Direct Fine-tuning of DINOv3 is Ineffective: Directly fine-tuning a frozen DINOv3 on SAR data performs poorly (74.25%), indicating that SARC's effectiveness stems from explicit SAR–optical alignment.

Highlights & Insights¶

SAR-1M, the first million-scale SAR dataset, fills a critical gap in large-scale SAR pre-training data.
The physically-grounded speckle noise injection design, based on the Gamma distribution, directly adapts the pre-training process to the physical properties of SAR imaging.
SARE and SARC are complementary: the former enables the model to understand noise, while the latter provides clear semantic guidance.
SARMAE achieves comprehensive state-of-the-art results across classification, detection, and segmentation on multiple benchmarks, demonstrating strong generalizability.
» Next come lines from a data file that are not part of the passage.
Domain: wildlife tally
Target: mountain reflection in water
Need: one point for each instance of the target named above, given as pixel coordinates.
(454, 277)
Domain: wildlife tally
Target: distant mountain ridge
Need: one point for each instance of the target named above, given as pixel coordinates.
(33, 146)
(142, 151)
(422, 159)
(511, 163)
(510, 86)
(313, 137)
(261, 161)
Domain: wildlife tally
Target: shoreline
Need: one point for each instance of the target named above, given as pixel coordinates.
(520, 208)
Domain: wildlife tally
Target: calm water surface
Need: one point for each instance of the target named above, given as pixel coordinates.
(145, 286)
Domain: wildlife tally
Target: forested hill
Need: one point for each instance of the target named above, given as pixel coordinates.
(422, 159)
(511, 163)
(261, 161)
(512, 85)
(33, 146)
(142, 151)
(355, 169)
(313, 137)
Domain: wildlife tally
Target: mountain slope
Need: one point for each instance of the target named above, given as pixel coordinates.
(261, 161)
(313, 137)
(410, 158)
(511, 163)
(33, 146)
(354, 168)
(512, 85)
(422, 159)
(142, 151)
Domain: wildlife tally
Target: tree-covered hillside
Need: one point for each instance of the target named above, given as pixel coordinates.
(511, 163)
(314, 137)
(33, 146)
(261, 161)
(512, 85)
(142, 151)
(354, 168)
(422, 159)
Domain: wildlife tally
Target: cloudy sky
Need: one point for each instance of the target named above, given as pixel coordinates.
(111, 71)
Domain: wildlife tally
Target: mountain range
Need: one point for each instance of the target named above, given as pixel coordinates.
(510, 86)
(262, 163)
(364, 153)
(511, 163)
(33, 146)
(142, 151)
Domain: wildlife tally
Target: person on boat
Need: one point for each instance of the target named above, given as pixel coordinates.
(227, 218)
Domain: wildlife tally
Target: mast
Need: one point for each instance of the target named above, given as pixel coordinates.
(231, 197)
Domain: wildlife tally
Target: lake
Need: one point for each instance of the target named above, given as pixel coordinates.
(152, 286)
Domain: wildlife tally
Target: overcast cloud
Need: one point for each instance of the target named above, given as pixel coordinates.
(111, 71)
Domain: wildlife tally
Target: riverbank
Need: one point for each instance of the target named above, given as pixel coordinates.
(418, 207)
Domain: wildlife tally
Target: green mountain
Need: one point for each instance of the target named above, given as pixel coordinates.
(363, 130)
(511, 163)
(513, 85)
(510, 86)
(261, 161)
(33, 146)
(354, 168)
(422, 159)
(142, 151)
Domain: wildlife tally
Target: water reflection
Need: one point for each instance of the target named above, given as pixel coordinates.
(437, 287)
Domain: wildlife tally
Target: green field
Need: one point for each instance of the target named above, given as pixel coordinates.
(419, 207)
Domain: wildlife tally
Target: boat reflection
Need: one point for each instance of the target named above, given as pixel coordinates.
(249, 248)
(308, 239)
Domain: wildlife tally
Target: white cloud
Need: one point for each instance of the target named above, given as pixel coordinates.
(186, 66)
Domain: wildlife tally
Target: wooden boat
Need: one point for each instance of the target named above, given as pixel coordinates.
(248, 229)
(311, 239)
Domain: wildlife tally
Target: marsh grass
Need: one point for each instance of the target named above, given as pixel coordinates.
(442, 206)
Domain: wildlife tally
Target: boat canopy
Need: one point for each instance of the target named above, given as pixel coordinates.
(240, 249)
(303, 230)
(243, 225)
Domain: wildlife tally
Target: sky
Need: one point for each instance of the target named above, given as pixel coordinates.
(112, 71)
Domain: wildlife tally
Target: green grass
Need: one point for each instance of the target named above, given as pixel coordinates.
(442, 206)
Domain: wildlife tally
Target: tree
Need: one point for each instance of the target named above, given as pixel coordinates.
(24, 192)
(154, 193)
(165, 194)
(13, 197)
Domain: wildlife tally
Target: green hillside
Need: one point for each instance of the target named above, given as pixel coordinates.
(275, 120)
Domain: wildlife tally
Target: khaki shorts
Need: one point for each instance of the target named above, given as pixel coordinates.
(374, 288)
Limitations & Future Work¶

Pre-training is computationally expensive (300 epochs, batch size 1024, A800 GPUs), making reproduction difficult for most research groups.
SARC relies on SAR–optical paired data; SAR data from regions without optical counterparts (e.g., polar or high-latitude areas) cannot benefit from cross-modal alignment.
The optical branch uses a frozen DINOv3 encoder; joint training or alternative optical teacher models have not been explored.
Although SAR-1M spans multiple sensors, differences in annotation standards and quality across 18 source datasets may introduce bias.
Downstream evaluation does not cover additional SAR application scenarios such as change detection and object tracking.

SAR Pre-training: SARATR-X (HiViT + two-stage self-supervision), SUMMIT (MAE + multiple auxiliary tasks), SAR-JEPA (masked autoencoding + local reconstruction).
Remote Sensing Pre-training: SeCo (MoCo), RVSA (MAE + rotated window attention), SatMAE (multi-spectral/multi-temporal), ScaleMAE (scale-aware masking).
General Visual Pre-training: MAE, BEiT, DINOv3, CROMA (contrastive learning), Copernicus FM (DINO distillation).

Rating¶

Novelty: ⭐⭐⭐⭐ — The physically-grounded noise modeling in SARE and the cross-modal alignment design in SARC are both innovative; SAR-1M is a significant contribution.
Experimental Thoroughness: ⭐⭐⭐⭐⭐ — Three tasks, multiple datasets, complete ablations, with consistent and significant results.
Writing Quality: ⭐⭐⭐⭐ — Clear structure, rigorous physical modeling formulations, and rich visualizations.
Value: ⭐⭐⭐⭐⭐ — The combination of dataset, framework, and state-of-the-art results represents an important advancement for the SAR community.